Siamo i Poeti della Sera, un'associazione senza fini di lucro nata dal desiderio di alcuni giovani artisti sfollati di dare una casa a tutti coloro che vogliono dire qualcosa attraverso l'arte.
Se ci siamo riuniti quel fatidico giorno in quel caffè è perchè noi tutti percepiamo nell'aria qualcosa che non ci sconfinfera più di tanto: come una sorta di pressione lenta e costante che tende a rendere il presente in cui viviamo sempre più impersonale e piatto.
"Dov'è finita la scintilla creativa della gente?" ci siamo
domandati.
"Decisamente non può essere morta, e il fatto che ci troviamo qui a
parlarne lo dimostra", ci siamo risposti.
"Probabilmente ha soltanto perso
qualche posizione nella Grande Lista delle Priorità."
Da lì un'altra domanda:
"Dove sono finiti gli artisti? Impossibile che di loro non sia rimasto che
un nome su degli asettici libri scolastici. La nostra generazione
avrà qualcosa da dire, perdio!" "E allora perchè questi
fantomatici artisti tacciono?"
"Non dev'essere molto incoraggiante trovarsi a parlare con un pubblico dalle
orecchie di marmo. La cosa più svilente per un artista è di
vivere la propria arte da solo in un mondo che sembra avere ben altre
priorità che dare ascolto alla creatività di ciascuno."

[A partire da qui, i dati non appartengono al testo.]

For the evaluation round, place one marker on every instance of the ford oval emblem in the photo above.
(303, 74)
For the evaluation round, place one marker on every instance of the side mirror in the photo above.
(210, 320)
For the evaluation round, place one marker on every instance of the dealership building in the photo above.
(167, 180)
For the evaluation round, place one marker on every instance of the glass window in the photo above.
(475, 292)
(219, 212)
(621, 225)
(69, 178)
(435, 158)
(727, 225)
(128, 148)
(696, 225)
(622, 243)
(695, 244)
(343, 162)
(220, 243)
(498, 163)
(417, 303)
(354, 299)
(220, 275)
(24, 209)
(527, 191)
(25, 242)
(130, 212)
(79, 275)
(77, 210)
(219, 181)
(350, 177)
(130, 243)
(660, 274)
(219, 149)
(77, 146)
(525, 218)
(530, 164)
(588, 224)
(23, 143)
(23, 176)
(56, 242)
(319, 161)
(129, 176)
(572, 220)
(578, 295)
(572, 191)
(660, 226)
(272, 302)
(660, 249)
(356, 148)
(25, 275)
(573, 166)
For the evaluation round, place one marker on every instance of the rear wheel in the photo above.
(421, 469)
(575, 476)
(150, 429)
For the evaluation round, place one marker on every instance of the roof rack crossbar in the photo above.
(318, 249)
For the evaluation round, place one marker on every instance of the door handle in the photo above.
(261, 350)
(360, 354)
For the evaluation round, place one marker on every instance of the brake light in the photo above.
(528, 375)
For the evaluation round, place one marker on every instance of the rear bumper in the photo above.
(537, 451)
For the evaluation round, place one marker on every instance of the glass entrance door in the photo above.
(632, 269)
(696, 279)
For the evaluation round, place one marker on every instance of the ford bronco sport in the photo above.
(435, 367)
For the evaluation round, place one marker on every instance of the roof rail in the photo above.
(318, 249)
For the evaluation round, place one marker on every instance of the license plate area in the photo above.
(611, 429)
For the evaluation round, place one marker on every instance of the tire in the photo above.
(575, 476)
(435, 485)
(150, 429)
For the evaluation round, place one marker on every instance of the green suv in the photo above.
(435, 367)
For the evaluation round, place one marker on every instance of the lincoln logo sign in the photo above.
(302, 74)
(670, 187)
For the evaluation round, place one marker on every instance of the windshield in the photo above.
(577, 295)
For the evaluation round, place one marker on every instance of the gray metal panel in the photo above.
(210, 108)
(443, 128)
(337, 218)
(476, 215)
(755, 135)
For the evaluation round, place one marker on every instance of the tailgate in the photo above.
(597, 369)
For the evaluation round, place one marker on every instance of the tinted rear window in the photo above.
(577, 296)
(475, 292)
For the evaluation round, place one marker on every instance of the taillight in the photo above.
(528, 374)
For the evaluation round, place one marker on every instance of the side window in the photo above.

E così arriviamo in fondo alla questione: l'arte non è più qualcosa di primaria importanza. Tenendo conto del fatto che essa non solo è, ma soprattutto produce pensiero, il quadro completo non appare particolarmente roseo. Del resto, perchè una società che poggia le sue basi sulla catalogazione degli individui per questioni di governabilità e di commercio dovrebbe fornire dei veri canali di espressione individuale? E d'altra parte, perchè una persona che accetta di buon grado un simile sistema dovrebbe prestare attenzione ai vaniloqui di chi vuole vivere e comunicare la propria, personalissima visione delle cose?
Non sia mai che facciamo di tutta l'erba un fascio, naturalmente. Non viviamo in una società orwelliana tutta telecamere, Grande Fratello e pensiero indotto (?), semplicemente ci stiamo adagiando un po' troppo nelle comodità e nello sproposito di svaghi a basso sforzo cerebrale che il mondo costantemente ci pone innanzi. Nonostante tutto, di persone che vanno contro a questa tendenza ce n'è eccome. Basta pensare alle molte associazioni culturali che sono sorte solo negli ultimi anni per capire che siamo arrivati a un punto di rottura.
E quindi, eccoci qua! Siamo i Poeti della Sera, e quello che ci proponiamo di fare è dare ai giovani artisti della nostra generazione un luogo di aggregazione, condivisione di idee e confronto; e, ultimo ma non ultimo, la possibilità reale di esprimere la propria arte attraverso i canali dell'associazione. Scrittori, pittori, fumettisti, scultori, teatranti, registi, fotografi, musicisti, semplici appassionati.. tutti sono ammessi, e tutti vengono ugualmente ascoltati.
Le attività del gruppo si basano sul lavoro collettivo, e in particolare mirano alla collaborazione tra artisti che operano in campi differenti, senza alcuna limitazione se non che la politica non deve assolutamente mettere piede nel circolo. Per il resto, non c'è tabù che tenga.
In poche parole, tutto è fattibile, dal contest musicale alla mostra fotografica, con tutto ciò che può esserci in mezzo. Ma soprattutto, sono tutti i componenti a proporre le idee.
Non crediamo nel lavoro oligarchico, quindi non aspettatevi che l'essere membro del circolo comporti soltanto il ricevere saltuariamente dal consiglio direttivo una lista preconfezionata delle cose da fare. Insomma, proponete! Dite! Scambiate! Che il Social Network sia con voi!